Mountain bike skills for curly-bar riders

Improve handling on CX courses or gravel roads with some singletrack wisdom

October 22nd, 2019 by | Posted in Cyclocross, MTB, Training | Tags: , , ,

by Andre Perret

During the past five years, I have descended more than 100,000 feet in enduro races around Vancouver. Then, I got into cyclocross thanks to two Dutch friends. Like many riders, I was struck by how mountain bike handling techniques work so well for cyclocross and gravel riding.
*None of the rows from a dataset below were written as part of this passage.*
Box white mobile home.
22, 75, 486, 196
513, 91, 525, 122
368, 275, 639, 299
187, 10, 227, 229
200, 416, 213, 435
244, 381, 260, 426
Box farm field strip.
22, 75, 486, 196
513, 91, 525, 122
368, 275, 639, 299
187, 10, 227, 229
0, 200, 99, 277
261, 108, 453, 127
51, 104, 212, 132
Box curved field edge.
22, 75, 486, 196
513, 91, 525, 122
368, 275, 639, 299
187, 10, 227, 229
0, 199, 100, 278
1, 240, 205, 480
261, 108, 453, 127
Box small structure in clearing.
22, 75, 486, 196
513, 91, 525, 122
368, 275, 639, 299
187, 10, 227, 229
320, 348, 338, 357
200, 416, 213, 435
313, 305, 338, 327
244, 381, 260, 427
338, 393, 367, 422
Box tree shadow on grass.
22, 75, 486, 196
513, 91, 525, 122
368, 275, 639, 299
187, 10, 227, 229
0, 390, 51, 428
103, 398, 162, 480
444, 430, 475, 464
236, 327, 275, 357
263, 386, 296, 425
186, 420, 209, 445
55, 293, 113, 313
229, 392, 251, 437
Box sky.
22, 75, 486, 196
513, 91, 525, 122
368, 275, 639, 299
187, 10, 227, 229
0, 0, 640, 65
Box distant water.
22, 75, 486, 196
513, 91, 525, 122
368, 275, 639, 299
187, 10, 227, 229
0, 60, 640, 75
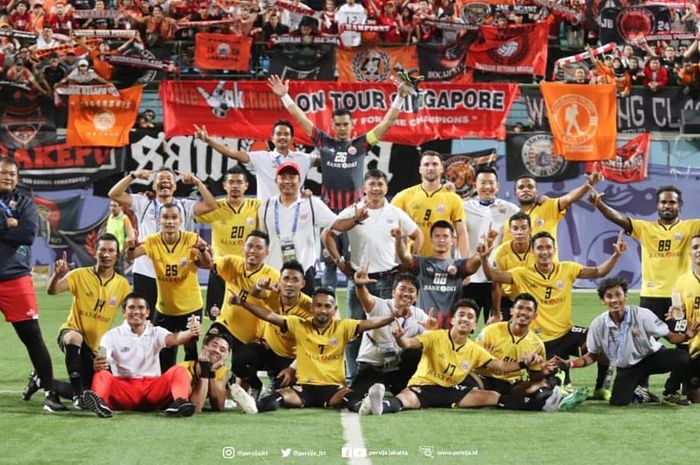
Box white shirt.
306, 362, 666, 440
335, 3, 367, 47
586, 305, 669, 368
248, 150, 315, 200
131, 194, 198, 278
100, 321, 170, 378
258, 195, 337, 270
463, 198, 520, 283
338, 199, 418, 273
357, 298, 428, 366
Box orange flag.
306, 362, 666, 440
540, 82, 617, 161
336, 45, 418, 82
194, 32, 253, 70
66, 86, 143, 147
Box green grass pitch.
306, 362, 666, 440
0, 289, 700, 465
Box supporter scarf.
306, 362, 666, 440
55, 84, 119, 96
107, 55, 178, 73
338, 23, 391, 32
71, 29, 139, 39
175, 19, 238, 29
270, 34, 339, 45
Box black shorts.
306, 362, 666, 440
544, 326, 588, 359
292, 384, 346, 408
408, 384, 474, 408
207, 322, 245, 353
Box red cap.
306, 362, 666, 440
275, 161, 301, 176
At the core is the curly-bar-bike ready position. It might feel foreign to road riders, but I’ll break it down and tell you how it works in five easy steps.

1. Get up

You have to get out of your seat to control your bike. If you’re not pedalling, hover over the saddle. Get into a crouch with your knees bent.

2. Drop your heels

Watch any talented BMX, trials or mountain biker on flat pedals. You’ll see their heels are consistently below their pedal axles when they’re riding aggressively. If you are a road rider who stands on your tiptoes slightly, you could get a few centimetres of drop by shifting your heels downward. Your centre of gravity will move lower, too. You’ll notice that both Sven Nys and Mathieu van der Poel drop their heels.

If you don’t drop your heels, you can’t keep your weight low and rearward, which is a prerequisite for the next two cross-road skills.
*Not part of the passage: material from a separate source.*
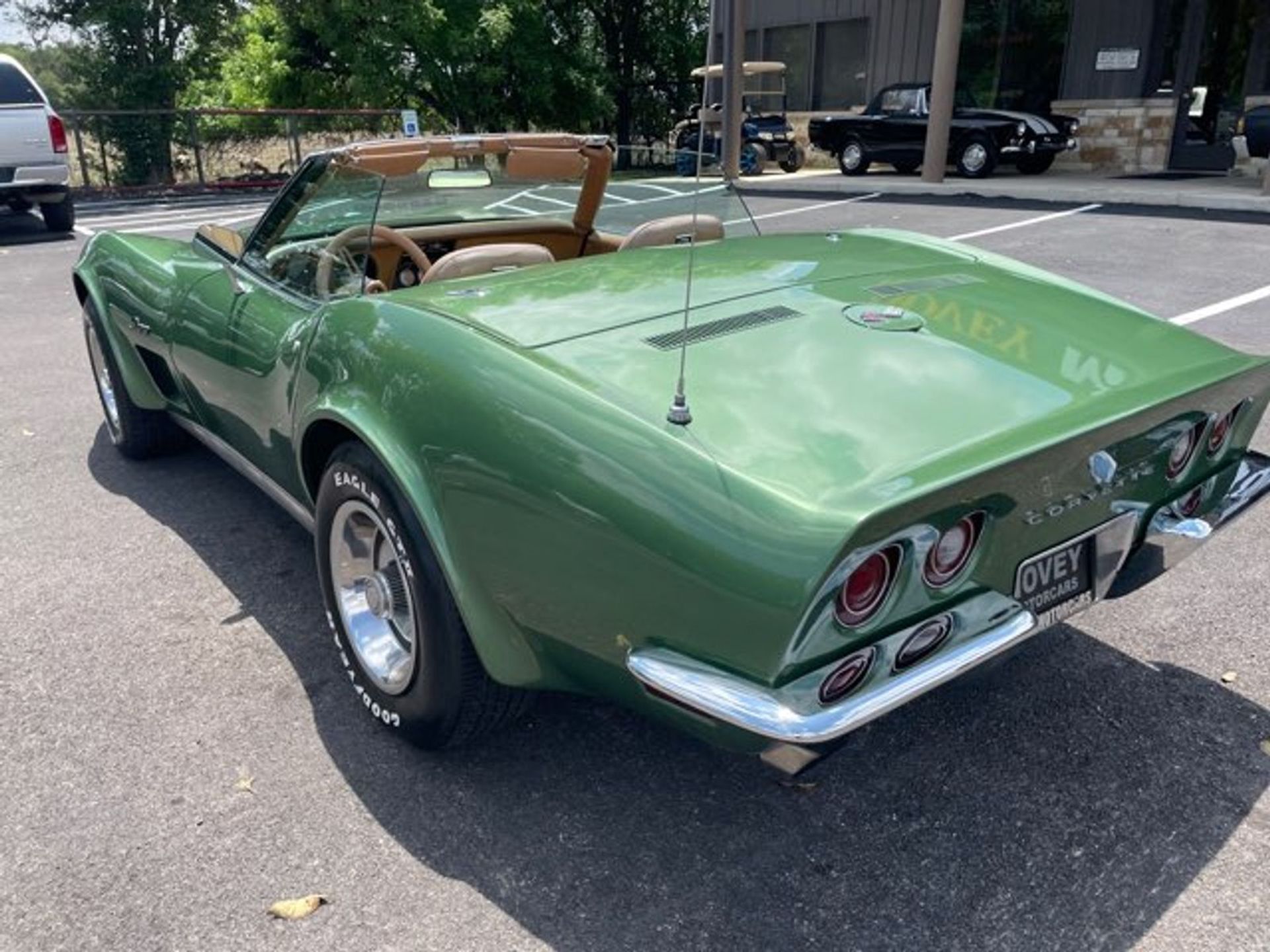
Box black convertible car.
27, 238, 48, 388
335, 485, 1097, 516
808, 83, 1080, 179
3. Drive your front wheel into the ground

The biggest myth in cyclocross cornering is that your front wheel slides out because you have too much weight on it. Your front wheel should have some downward force on it. Finding the right amount is a balancing act. A lot depends on the ground conditions (dry, wet or loose) and the tilt of your bike (diving into a downhill turn or twisting through an off-camber corner).
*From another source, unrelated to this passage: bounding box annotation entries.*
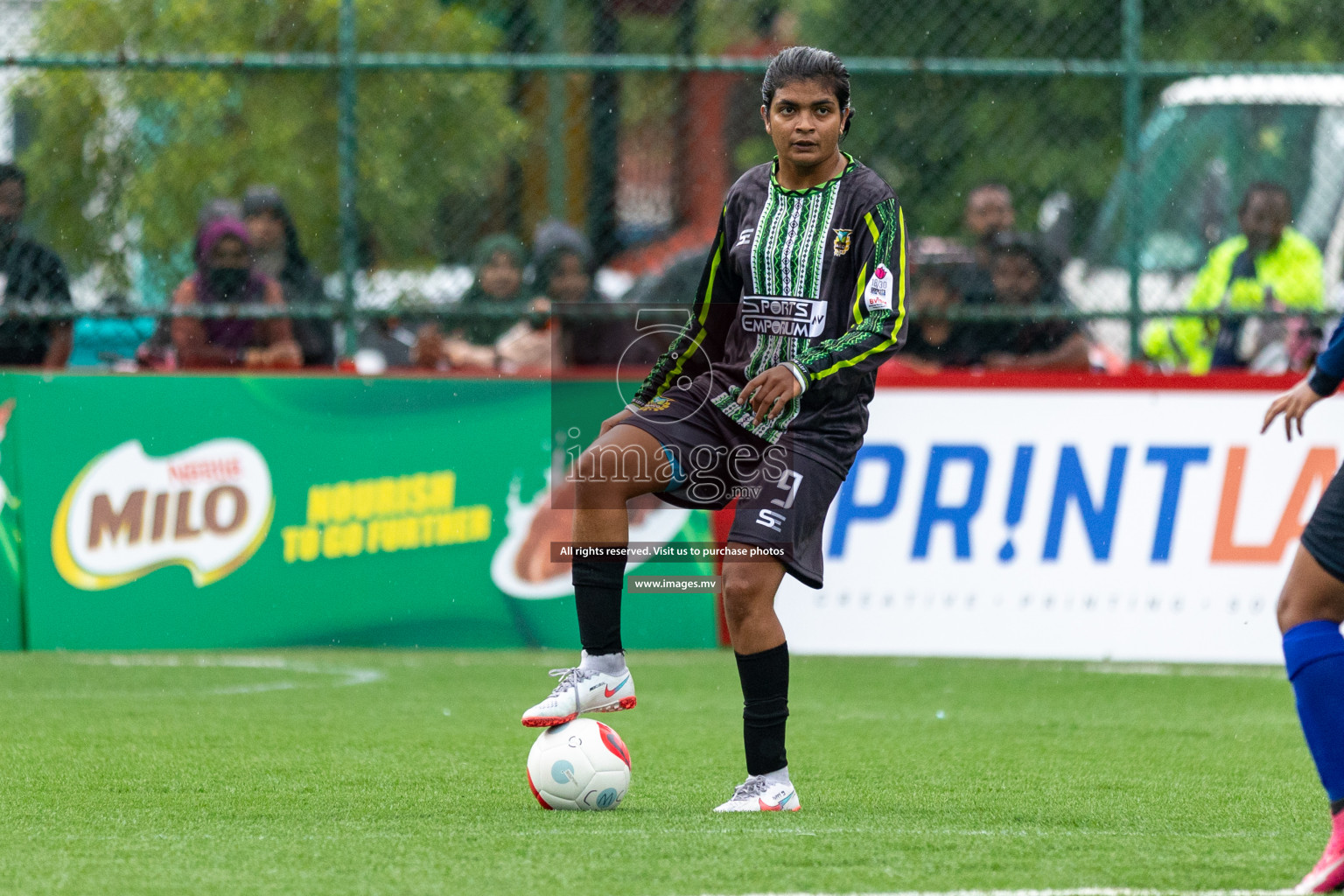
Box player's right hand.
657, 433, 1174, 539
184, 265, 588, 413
597, 407, 634, 438
1261, 380, 1321, 442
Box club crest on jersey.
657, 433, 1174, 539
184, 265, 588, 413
640, 397, 672, 411
863, 264, 895, 312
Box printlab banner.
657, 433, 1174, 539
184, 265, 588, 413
0, 374, 715, 649
778, 389, 1344, 663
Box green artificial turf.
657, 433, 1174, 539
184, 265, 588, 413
0, 650, 1328, 896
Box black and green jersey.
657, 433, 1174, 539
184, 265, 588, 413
632, 158, 906, 467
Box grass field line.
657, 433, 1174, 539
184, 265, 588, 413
725, 886, 1293, 896
489, 825, 1287, 844
1083, 662, 1284, 678
54, 653, 387, 695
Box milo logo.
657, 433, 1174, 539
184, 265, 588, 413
51, 439, 276, 592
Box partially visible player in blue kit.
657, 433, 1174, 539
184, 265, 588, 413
1261, 326, 1344, 893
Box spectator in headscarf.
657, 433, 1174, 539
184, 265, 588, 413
521, 221, 639, 367
171, 218, 304, 369
242, 186, 336, 367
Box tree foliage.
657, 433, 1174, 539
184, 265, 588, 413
20, 0, 523, 294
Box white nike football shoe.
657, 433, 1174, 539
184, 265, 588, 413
714, 775, 798, 811
523, 668, 634, 728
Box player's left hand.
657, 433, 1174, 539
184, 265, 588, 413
1261, 380, 1321, 442
738, 364, 802, 424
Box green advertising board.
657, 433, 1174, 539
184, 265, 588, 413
0, 374, 715, 649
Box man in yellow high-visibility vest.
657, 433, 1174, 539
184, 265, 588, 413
1144, 183, 1325, 374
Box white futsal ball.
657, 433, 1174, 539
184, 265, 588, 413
527, 718, 630, 808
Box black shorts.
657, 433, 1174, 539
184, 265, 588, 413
621, 389, 844, 588
1302, 467, 1344, 582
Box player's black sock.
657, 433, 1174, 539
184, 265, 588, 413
734, 642, 789, 775
572, 556, 625, 655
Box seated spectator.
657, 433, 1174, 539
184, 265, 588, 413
438, 234, 527, 367
1144, 183, 1325, 374
242, 186, 336, 367
897, 266, 980, 374
975, 234, 1090, 371
355, 301, 427, 374
951, 183, 1018, 304
0, 164, 71, 369
171, 218, 304, 369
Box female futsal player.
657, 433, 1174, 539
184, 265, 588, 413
523, 47, 906, 811
1261, 326, 1344, 893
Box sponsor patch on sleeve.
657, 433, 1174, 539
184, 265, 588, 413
863, 264, 895, 312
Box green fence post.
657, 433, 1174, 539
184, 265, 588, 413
336, 0, 359, 354
1124, 0, 1144, 363
546, 0, 566, 220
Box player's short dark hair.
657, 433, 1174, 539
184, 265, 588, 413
0, 161, 28, 196
1236, 180, 1293, 215
760, 47, 852, 133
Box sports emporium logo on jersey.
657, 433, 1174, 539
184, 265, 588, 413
51, 438, 276, 592
863, 264, 895, 312
742, 296, 827, 339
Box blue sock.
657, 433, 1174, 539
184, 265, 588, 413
1284, 620, 1344, 802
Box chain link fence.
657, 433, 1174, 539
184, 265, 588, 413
0, 0, 1344, 367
In order to ensure your front wheel does not slip first, you need to keep some pressure on it. On loose gravel turns, aim to weight the front to encourage your rear tire to break first. A rear-wheel slip has far fewer consequences.

4. Elbows out

By putting your elbows out, you bring your chest, back and core muscles into play for bike control and to weight the front tire. Keep you hands on the hoods, which also helps with control.

5. Lean the bike, not the body

By leaning your bike more than your body in a turn, you keep your weight over the tires to increase traction. Weight the outside pedal, lean the bike and use your weight to push the bars through the turn. Then come out the turn, and head as fast as you can to the next one.